Sólo la última frase se vio traicionada por un quiebre de emoción en su voz. Pero se repuso rápidamente. Sin duda, no pensaba llorar dos veces frente a un desconocido, y menos en un lugar público. Por su parte, Chacaltana tardó el doble de lo normal en procesar sus palabras y horrorizarse de modo convincente.

—¿Por eso se vino usted al Perú?

El señor Calvo no contestó. Se quedó mirando la espuma y la canela en el fondo de su vaso, como si llevasen un mensaje para él. Al final, afirmó:

—Aquí, allá. Antes, ahora. Todo es igual. Una guerra se llevó a mi mujer. Y una guerra se llevó a mi hijo.

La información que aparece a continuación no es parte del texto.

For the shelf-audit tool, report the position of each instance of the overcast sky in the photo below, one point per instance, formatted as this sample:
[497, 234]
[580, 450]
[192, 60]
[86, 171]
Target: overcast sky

Aún con la cabeza atenazada por el alcohol, y con el estómago revuelto, Chacaltana percibió el error en la frase de su interlocutor. Y por supuesto, iba contra su naturaleza dejar pasar cualquier error:

—Joaquín no ha muerto en una guerra —replicó—. No es igual.

—¿Que no? —el señor Calvo tiró un billete sobre la mesa y le dio la espalda, en dirección a la salida—. Lo que mi hijo tiene en la frente es un tiro de gracia. Sé reconocerlos. Ese disparo lo hizo un militar. Y los militares hacen guerras.

Luego abandonó el bar sin despedirse. Chacaltana lo dejó ir, pidió un vaso de agua y esperó aún veinte minutos con la mejor cara que consiguió, antes de levantarse de la mesa.